15 Oct 2015

CAMARADERIE ?

I am an alumni of RIMC, Ranjitian, 1962-66, and from 37/F in NDA. I joined the Air Force.

 Afterwards I led an uneventful life doing ‘this & that’, ‘here & there’, and never had a chance to visit ‘Rimc’ till 1996, or even remembered that I was a ‘Rimcolian’. None asked me, and hence I never told these ‘nones’, that I am a Rimcolian, till I retired from AF in 1994. One ‘L’ is sufficient for ‘Rimcolians’, in Hinglish, don’t you think ?!!


Sometime mid Feb 1988 I took over as the CO of 104 Sqn, then equipped with AS-11 Anti Tank Missiles on Chetak helicopters, located at Sarsawa (Saharanpur). I had neither been to Sarsawa earlier, nor to Manali, by foot, car, or flying, flapping my wings like the Biblical Icarus. My job was simply to induct the formidable ground attack helicopters, Mi-35s, into 104, move the unit to Bhatinda, integrate with army under JIP-87 and prepare the Sqn for high intensity, high density battle on the western front ASAP. The eventuality of war seemed very real at that time. Phew, huff & puff, one hell of a job. I was being lovingly goaded, and purposefully prodded, ‘faster, faster’, by a superior ‘Armed Kaur’ Rimcolian (then BGS in 10 Corps, later VCoAS).

 Just a few days after I had taken over the Sqn in Sarsawa, there was the usual rounds of welcome parties. My subordinates bestowed their affections by insisting that I have Patiala, ‘one for the road, and then one for the gutter’. So on one weekend, a Sunday night, when it was raining cats and dogs, I had more sycophancy than what I could imbibe, even in the gutter, and was just falling asleep, when the doorbell rang at 0230 hrs on Monday morning.

My wife immediately turned over in bed, pulled the blanket over her head. ‘I have a migraine’ she said. ‘You handle this’, she commanded. Obedience is drilled into all Rimcolians, even if they are filled to the gills with rum & molasses. Hence, I had no choice but to obey.

I hitched up my lungi to half-mast and ran bare chested to open the door with much irritation since someone was persistently and continuously ringing the bell. ‘What the phokes ?’, I roared, like a zebra turned ‘Tiger’ turned ‘Gadha’. There was lightening, thunder and heavy rain in the background.

‘Hai, You Bugger’, said an apparition when I opened the door. He was in uniform, with pips of a Lt Col, soaked to the skin, water dripping even from his W-front ‘chaddi’. There he was, Sec Cdr Ranjit, winner of the President’s Gold Medal, ‘Swapan Bhadra’. My classmate, whom I had not seen since we passed out of NDA in 69, almost two decades earlier. Swapan was just the same, tall, handsome, suave, sportsman extraordinaire, didn’t need an introduction.

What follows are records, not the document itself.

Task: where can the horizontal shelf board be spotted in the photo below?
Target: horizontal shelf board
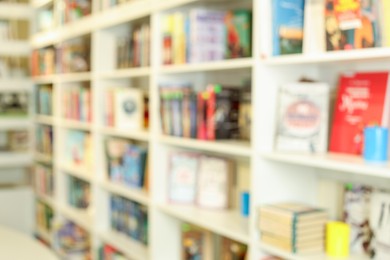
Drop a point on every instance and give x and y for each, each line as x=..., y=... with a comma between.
x=332, y=161
x=136, y=135
x=75, y=124
x=46, y=199
x=15, y=11
x=15, y=48
x=227, y=223
x=128, y=246
x=10, y=84
x=231, y=147
x=81, y=217
x=319, y=256
x=44, y=119
x=328, y=57
x=137, y=195
x=15, y=122
x=126, y=73
x=44, y=158
x=9, y=159
x=77, y=171
x=43, y=234
x=123, y=13
x=208, y=66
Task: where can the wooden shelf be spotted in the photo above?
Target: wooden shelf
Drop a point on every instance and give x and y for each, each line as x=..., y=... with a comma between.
x=128, y=246
x=227, y=147
x=134, y=194
x=232, y=64
x=333, y=162
x=227, y=223
x=81, y=217
x=136, y=135
x=371, y=54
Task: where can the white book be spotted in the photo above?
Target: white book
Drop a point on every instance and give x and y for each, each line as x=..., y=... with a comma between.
x=214, y=182
x=302, y=122
x=129, y=109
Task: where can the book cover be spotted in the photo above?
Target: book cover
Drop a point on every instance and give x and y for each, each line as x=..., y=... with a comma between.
x=183, y=168
x=362, y=100
x=302, y=121
x=356, y=213
x=129, y=109
x=287, y=28
x=215, y=180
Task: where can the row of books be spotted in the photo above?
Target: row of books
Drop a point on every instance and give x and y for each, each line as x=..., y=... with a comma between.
x=14, y=104
x=126, y=163
x=44, y=139
x=13, y=67
x=215, y=113
x=365, y=210
x=71, y=241
x=339, y=25
x=204, y=181
x=45, y=100
x=198, y=243
x=44, y=179
x=293, y=227
x=133, y=50
x=126, y=108
x=202, y=35
x=14, y=141
x=129, y=218
x=303, y=116
x=108, y=252
x=44, y=216
x=77, y=100
x=13, y=30
x=79, y=193
x=69, y=57
x=78, y=149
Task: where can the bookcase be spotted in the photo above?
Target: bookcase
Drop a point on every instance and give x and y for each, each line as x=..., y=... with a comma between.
x=269, y=176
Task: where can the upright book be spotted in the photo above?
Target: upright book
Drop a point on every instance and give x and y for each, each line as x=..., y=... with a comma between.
x=362, y=99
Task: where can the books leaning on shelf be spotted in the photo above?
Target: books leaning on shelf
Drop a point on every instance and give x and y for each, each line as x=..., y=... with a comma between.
x=201, y=180
x=78, y=150
x=202, y=35
x=77, y=100
x=362, y=100
x=44, y=217
x=134, y=50
x=44, y=181
x=108, y=252
x=126, y=163
x=44, y=139
x=129, y=218
x=14, y=141
x=126, y=109
x=14, y=104
x=71, y=240
x=302, y=122
x=45, y=100
x=78, y=193
x=207, y=115
x=293, y=227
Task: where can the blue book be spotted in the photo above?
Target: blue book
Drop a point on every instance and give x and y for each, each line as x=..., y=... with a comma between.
x=287, y=29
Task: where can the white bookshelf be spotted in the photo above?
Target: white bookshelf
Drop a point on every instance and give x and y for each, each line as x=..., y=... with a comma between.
x=273, y=176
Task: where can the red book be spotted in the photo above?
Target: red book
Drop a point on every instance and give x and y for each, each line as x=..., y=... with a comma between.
x=362, y=99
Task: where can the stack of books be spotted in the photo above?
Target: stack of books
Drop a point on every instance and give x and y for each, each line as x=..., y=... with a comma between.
x=293, y=227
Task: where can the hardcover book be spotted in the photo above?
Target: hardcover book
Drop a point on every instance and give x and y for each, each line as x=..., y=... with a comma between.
x=215, y=181
x=287, y=29
x=182, y=177
x=302, y=122
x=362, y=100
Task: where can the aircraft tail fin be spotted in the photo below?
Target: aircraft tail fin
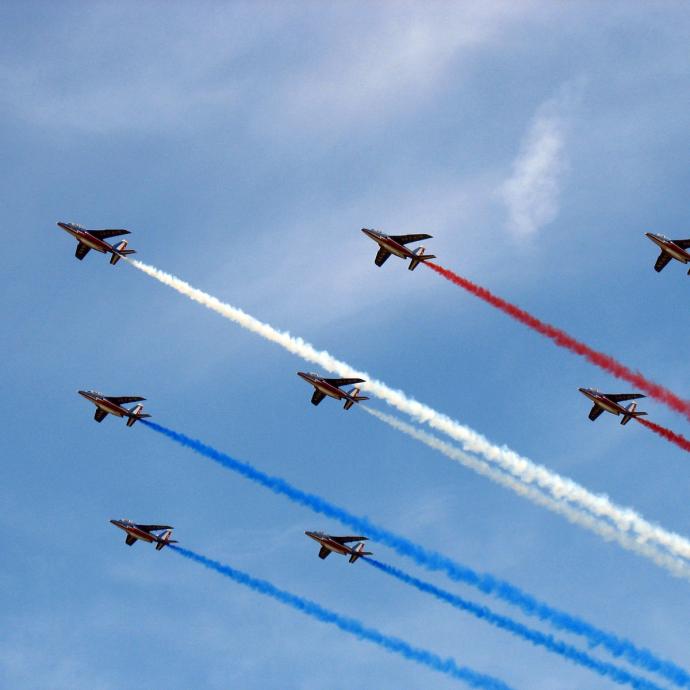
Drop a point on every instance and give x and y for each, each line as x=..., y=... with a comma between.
x=354, y=397
x=419, y=256
x=359, y=552
x=165, y=540
x=136, y=413
x=120, y=251
x=631, y=411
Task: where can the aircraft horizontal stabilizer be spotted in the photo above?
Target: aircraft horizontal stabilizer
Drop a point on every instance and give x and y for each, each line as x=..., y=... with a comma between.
x=136, y=413
x=165, y=540
x=119, y=250
x=419, y=256
x=631, y=412
x=358, y=552
x=353, y=398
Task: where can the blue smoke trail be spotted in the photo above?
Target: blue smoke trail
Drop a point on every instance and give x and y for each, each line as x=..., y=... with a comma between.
x=350, y=625
x=537, y=638
x=435, y=561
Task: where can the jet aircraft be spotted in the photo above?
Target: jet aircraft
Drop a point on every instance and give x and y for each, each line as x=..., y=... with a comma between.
x=145, y=533
x=331, y=387
x=670, y=249
x=609, y=402
x=330, y=544
x=113, y=405
x=95, y=239
x=395, y=244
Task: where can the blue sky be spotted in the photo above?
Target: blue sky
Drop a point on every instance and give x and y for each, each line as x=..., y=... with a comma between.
x=245, y=145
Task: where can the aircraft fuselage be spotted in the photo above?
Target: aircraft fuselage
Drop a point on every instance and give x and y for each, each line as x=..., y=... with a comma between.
x=324, y=387
x=105, y=404
x=602, y=401
x=670, y=247
x=135, y=532
x=87, y=238
x=330, y=544
x=389, y=244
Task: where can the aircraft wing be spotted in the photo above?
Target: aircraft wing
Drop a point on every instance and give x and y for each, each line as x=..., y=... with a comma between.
x=124, y=399
x=620, y=397
x=104, y=234
x=82, y=250
x=406, y=239
x=343, y=382
x=381, y=256
x=661, y=262
x=595, y=412
x=317, y=397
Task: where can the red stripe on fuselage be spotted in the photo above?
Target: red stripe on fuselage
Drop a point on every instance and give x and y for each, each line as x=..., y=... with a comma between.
x=394, y=248
x=137, y=533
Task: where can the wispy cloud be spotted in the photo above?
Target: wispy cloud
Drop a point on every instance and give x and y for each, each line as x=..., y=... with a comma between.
x=532, y=192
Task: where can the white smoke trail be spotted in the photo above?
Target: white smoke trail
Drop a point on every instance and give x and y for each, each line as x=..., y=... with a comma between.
x=561, y=488
x=675, y=566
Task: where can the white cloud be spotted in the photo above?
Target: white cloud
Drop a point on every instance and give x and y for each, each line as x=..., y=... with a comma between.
x=531, y=194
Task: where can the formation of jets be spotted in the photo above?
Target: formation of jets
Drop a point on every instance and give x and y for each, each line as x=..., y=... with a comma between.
x=323, y=386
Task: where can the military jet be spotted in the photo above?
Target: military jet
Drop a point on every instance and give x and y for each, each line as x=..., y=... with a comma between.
x=395, y=244
x=330, y=544
x=609, y=402
x=670, y=249
x=145, y=533
x=331, y=387
x=113, y=405
x=94, y=239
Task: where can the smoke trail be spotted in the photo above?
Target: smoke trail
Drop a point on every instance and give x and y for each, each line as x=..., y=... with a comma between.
x=669, y=435
x=537, y=638
x=350, y=625
x=675, y=566
x=562, y=339
x=433, y=560
x=561, y=488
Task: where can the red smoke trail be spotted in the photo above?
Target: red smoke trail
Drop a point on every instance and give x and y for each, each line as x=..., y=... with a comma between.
x=669, y=435
x=562, y=339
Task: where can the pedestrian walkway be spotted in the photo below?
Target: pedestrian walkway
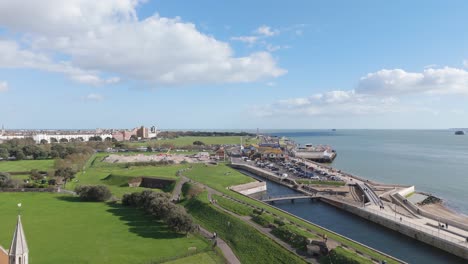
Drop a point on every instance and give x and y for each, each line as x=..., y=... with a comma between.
x=223, y=246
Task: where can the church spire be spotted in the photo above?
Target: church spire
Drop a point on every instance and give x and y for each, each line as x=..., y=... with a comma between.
x=19, y=248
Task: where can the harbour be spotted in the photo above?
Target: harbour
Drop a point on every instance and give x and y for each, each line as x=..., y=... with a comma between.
x=355, y=227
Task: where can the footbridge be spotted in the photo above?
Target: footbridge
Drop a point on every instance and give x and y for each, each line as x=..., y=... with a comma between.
x=370, y=194
x=290, y=197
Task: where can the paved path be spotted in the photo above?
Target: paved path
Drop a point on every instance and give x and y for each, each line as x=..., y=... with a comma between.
x=261, y=229
x=178, y=188
x=227, y=251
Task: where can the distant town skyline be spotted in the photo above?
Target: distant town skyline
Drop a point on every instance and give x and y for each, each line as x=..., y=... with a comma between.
x=233, y=65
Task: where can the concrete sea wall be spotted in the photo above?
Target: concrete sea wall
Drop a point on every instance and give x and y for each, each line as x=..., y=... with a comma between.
x=434, y=240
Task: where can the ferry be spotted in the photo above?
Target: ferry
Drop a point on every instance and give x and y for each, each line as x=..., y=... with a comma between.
x=318, y=153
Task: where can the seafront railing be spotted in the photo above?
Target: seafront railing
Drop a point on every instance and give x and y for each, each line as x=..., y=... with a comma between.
x=438, y=233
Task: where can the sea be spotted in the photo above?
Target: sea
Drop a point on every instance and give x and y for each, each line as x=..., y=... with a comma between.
x=434, y=161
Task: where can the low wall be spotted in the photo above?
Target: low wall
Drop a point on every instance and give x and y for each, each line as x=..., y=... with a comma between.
x=432, y=240
x=28, y=189
x=419, y=211
x=250, y=188
x=406, y=191
x=260, y=172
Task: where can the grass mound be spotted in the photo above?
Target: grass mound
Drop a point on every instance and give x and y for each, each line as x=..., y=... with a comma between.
x=248, y=244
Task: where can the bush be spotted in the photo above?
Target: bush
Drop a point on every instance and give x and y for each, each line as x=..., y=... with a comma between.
x=263, y=220
x=96, y=193
x=288, y=235
x=279, y=222
x=340, y=255
x=159, y=206
x=5, y=180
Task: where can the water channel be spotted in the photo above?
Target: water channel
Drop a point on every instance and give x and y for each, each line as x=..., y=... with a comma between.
x=361, y=230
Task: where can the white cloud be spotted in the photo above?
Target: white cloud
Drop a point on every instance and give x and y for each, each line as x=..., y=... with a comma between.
x=94, y=97
x=3, y=87
x=106, y=37
x=385, y=91
x=266, y=31
x=445, y=80
x=246, y=39
x=12, y=56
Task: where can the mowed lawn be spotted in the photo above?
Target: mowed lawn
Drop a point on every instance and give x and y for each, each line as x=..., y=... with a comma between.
x=26, y=165
x=217, y=177
x=97, y=172
x=60, y=229
x=185, y=141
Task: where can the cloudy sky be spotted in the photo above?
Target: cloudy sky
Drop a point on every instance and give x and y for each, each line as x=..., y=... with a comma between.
x=233, y=64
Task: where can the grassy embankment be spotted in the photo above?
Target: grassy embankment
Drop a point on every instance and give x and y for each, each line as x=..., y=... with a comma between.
x=116, y=175
x=188, y=141
x=249, y=245
x=215, y=177
x=61, y=229
x=26, y=165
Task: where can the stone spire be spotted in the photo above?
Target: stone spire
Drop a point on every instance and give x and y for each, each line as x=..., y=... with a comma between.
x=19, y=248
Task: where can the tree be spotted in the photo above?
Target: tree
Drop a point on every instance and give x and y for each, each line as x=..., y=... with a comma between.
x=93, y=193
x=19, y=155
x=66, y=173
x=179, y=221
x=95, y=138
x=4, y=154
x=5, y=181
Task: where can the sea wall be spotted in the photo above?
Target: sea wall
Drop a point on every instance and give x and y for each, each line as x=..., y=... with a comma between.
x=406, y=191
x=434, y=240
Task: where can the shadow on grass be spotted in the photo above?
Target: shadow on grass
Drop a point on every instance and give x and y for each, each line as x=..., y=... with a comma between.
x=68, y=198
x=141, y=224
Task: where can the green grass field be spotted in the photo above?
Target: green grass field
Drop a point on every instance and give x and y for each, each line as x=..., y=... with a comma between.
x=217, y=177
x=98, y=172
x=61, y=229
x=188, y=141
x=214, y=177
x=26, y=165
x=249, y=245
x=201, y=258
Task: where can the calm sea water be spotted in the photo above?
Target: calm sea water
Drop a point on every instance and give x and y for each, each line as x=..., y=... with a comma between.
x=357, y=228
x=435, y=161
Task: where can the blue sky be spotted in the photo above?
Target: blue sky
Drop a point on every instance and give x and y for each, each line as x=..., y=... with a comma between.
x=233, y=64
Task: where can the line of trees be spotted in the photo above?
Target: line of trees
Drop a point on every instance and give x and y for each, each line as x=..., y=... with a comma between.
x=159, y=206
x=174, y=134
x=26, y=148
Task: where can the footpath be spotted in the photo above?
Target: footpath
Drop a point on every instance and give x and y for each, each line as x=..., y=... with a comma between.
x=221, y=244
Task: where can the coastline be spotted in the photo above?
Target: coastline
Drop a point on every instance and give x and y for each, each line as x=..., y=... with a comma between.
x=440, y=208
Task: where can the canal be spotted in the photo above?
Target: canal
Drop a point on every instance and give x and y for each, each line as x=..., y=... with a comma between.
x=357, y=228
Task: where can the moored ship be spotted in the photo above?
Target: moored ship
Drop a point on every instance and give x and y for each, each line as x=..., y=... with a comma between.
x=318, y=153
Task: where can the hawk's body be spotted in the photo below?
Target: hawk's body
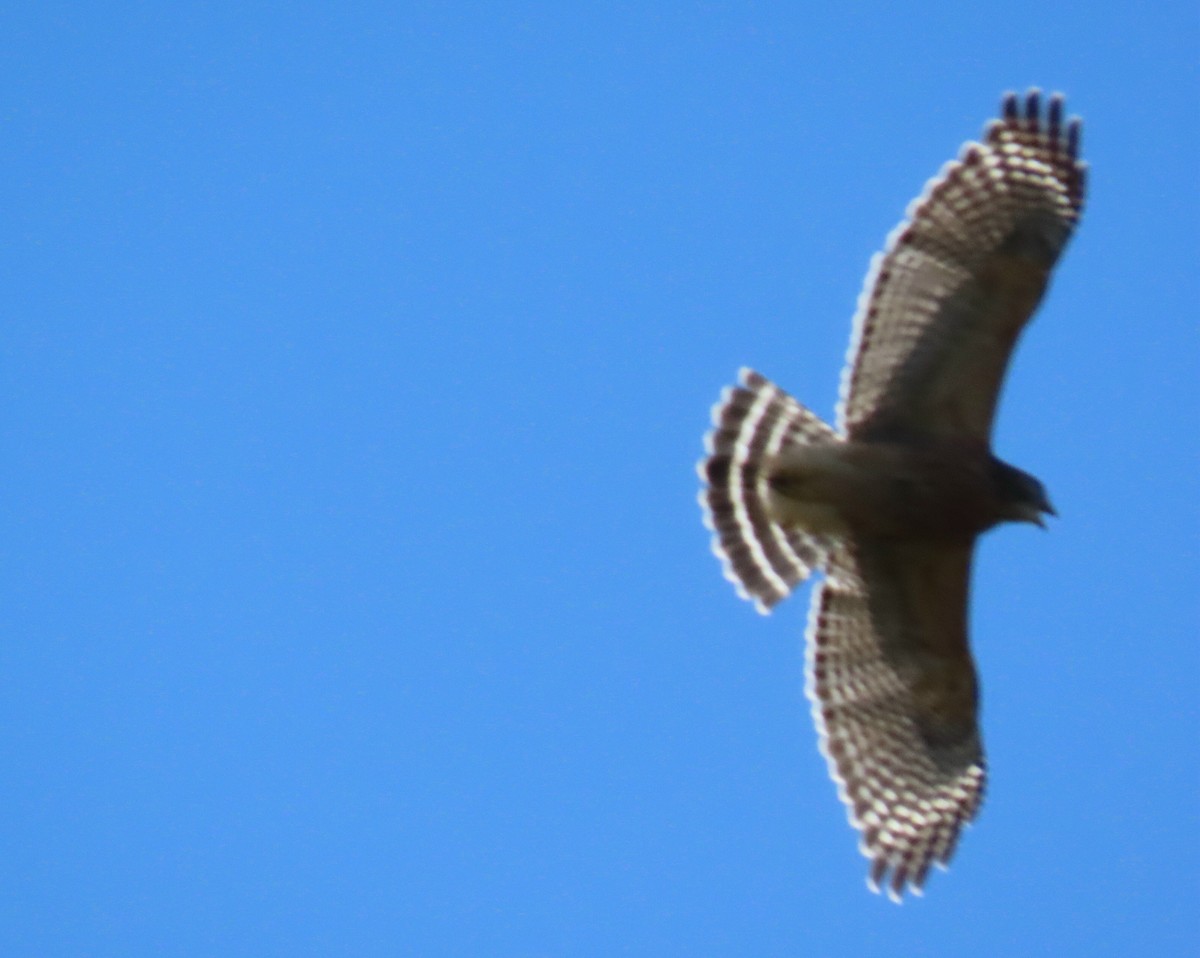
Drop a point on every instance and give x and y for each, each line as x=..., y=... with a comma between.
x=891, y=504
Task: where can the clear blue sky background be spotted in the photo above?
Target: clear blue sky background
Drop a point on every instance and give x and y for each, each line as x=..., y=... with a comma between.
x=354, y=365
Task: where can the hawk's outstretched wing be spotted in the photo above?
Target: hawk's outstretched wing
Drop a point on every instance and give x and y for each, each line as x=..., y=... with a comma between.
x=751, y=423
x=894, y=696
x=946, y=300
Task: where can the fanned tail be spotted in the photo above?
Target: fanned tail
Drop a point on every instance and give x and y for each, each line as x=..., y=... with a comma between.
x=753, y=423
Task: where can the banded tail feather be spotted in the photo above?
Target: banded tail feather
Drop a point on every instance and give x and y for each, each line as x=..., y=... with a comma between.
x=751, y=424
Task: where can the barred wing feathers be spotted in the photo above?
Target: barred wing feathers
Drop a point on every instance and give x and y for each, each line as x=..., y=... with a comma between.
x=751, y=423
x=958, y=281
x=894, y=695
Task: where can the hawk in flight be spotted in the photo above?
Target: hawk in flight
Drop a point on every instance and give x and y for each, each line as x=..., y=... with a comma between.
x=891, y=502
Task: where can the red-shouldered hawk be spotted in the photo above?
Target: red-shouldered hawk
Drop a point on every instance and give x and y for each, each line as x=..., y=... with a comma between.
x=891, y=504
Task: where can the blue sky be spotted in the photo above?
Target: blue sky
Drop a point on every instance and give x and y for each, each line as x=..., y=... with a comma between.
x=354, y=366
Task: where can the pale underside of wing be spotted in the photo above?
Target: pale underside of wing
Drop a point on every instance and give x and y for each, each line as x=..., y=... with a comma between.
x=894, y=695
x=945, y=303
x=751, y=423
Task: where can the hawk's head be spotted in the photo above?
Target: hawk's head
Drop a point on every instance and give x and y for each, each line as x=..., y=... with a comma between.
x=1023, y=498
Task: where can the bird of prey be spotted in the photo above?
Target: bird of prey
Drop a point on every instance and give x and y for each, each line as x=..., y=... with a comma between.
x=889, y=503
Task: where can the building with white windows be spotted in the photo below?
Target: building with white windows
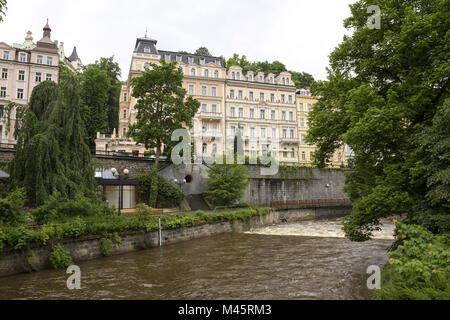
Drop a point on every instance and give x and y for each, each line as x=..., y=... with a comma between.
x=22, y=67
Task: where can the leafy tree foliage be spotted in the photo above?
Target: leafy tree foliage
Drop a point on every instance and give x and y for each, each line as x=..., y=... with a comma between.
x=51, y=154
x=384, y=89
x=203, y=51
x=226, y=183
x=2, y=9
x=162, y=106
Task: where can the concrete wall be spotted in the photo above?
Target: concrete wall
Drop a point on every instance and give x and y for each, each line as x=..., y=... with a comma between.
x=37, y=258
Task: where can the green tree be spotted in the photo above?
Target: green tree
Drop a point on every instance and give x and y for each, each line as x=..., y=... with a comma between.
x=203, y=51
x=51, y=153
x=226, y=183
x=162, y=106
x=94, y=98
x=2, y=9
x=384, y=88
x=302, y=79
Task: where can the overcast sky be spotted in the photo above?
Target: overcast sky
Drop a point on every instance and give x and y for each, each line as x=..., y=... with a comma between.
x=299, y=33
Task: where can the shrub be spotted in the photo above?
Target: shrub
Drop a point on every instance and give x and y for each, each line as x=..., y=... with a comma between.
x=60, y=258
x=419, y=268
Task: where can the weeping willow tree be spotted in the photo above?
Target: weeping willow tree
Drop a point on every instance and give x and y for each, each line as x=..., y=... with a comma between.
x=51, y=153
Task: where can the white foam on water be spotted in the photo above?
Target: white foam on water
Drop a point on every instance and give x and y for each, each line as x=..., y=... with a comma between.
x=330, y=228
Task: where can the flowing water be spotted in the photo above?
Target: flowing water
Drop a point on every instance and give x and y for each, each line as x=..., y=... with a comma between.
x=308, y=260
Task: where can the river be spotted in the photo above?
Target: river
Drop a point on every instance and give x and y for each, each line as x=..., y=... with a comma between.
x=308, y=260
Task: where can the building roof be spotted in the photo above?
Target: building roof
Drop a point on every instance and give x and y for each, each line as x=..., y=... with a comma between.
x=74, y=55
x=196, y=58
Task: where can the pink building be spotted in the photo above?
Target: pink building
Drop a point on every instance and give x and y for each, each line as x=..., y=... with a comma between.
x=22, y=67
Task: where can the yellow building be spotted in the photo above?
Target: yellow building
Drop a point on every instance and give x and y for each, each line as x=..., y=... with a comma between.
x=261, y=107
x=305, y=102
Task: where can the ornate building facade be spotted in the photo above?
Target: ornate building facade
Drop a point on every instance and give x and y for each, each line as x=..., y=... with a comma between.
x=22, y=67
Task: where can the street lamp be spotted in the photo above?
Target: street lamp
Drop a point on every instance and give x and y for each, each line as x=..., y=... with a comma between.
x=180, y=184
x=116, y=174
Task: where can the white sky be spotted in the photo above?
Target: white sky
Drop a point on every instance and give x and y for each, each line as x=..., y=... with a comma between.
x=299, y=33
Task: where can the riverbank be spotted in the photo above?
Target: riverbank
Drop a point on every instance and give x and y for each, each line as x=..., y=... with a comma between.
x=86, y=241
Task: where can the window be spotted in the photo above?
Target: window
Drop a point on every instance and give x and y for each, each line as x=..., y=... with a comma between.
x=21, y=75
x=23, y=57
x=19, y=93
x=263, y=132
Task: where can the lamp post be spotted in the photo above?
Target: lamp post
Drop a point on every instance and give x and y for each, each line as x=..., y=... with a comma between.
x=116, y=174
x=180, y=184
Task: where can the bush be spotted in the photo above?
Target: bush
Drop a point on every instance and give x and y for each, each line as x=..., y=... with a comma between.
x=60, y=258
x=419, y=268
x=58, y=208
x=155, y=191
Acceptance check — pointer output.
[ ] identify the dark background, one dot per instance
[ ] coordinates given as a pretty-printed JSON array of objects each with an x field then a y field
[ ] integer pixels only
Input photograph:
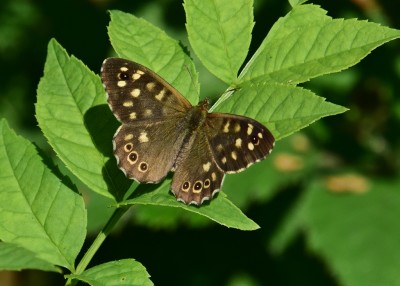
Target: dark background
[{"x": 207, "y": 254}]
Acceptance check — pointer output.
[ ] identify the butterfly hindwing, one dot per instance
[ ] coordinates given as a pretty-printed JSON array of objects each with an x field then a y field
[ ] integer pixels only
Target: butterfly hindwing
[
  {"x": 162, "y": 132},
  {"x": 237, "y": 141},
  {"x": 145, "y": 152},
  {"x": 197, "y": 177},
  {"x": 136, "y": 93}
]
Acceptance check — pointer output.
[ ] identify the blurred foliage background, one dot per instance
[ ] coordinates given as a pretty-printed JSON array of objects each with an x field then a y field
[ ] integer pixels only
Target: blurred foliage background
[{"x": 343, "y": 153}]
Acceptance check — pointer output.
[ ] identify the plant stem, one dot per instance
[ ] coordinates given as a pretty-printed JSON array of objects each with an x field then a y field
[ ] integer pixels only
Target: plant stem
[{"x": 118, "y": 213}]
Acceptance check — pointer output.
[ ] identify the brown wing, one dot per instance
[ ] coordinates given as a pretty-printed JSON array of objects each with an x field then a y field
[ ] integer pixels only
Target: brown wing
[
  {"x": 237, "y": 141},
  {"x": 197, "y": 177}
]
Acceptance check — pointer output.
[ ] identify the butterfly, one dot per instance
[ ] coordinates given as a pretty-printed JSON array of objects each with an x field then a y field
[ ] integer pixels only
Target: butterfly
[{"x": 161, "y": 132}]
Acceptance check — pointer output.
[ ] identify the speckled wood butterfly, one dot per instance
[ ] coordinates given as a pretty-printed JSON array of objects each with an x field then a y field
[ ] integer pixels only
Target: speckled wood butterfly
[{"x": 161, "y": 132}]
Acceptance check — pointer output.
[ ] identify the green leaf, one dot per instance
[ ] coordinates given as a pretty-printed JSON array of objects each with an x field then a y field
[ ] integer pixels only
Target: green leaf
[
  {"x": 37, "y": 212},
  {"x": 219, "y": 209},
  {"x": 357, "y": 234},
  {"x": 220, "y": 34},
  {"x": 73, "y": 116},
  {"x": 284, "y": 109},
  {"x": 138, "y": 40},
  {"x": 306, "y": 43},
  {"x": 121, "y": 272},
  {"x": 296, "y": 2},
  {"x": 16, "y": 258}
]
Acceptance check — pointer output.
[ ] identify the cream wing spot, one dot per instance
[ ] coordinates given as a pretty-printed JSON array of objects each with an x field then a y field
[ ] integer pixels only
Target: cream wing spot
[
  {"x": 143, "y": 167},
  {"x": 206, "y": 167},
  {"x": 128, "y": 103},
  {"x": 128, "y": 137},
  {"x": 121, "y": 83},
  {"x": 238, "y": 142},
  {"x": 185, "y": 187},
  {"x": 159, "y": 96},
  {"x": 143, "y": 137},
  {"x": 197, "y": 187},
  {"x": 234, "y": 155},
  {"x": 226, "y": 127},
  {"x": 148, "y": 112},
  {"x": 250, "y": 146},
  {"x": 128, "y": 147},
  {"x": 135, "y": 92},
  {"x": 249, "y": 128},
  {"x": 132, "y": 157}
]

The bugger has a record of winning all the medals clean sweep, along with the sword of honor, in IMA.

 ‘‘What the phokes ?’, I mumbled again meekly, giving him a zestful hug. Immediately he did commando style deep penetration into my drawing room dripping water all over the carpet and sofa. I should have closed the door on his face and told him to ‘phoke off’ when I had a chance. It was too late now.

‘What are you doing here, at this time of the night ?’ I asked out of curiosity. After all there is a limit to civility at 0230 hrs, on a Monday morning.

‘I have to reach Manali by 0730 hrs or I will be court marshalled’, he announced unceremoniously. ‘And you are going to take me there’, he commanded. ‘Give me a drink, Champaign, and something to eat, I have not had anything to eat since lunch yesterday’, he ordered ‘Din-Fast’ (dinner + breakfast, on the quick, double march). I don’t blame him, I was dressed worse than a ‘Masalchi’ of the Madras regiment on holiday in Kovalam.  I poured him a drink and went to the kitchen to make ‘Masala Dosa’, with my lungi at half-mast.

 While I was making Dosa and warming refrigerated Sambar, at 0245 hrs in the morning, Swapan told me his story hanging on to the kitchen door, sipping my Champaign, directly from the bottle. He does everything in style.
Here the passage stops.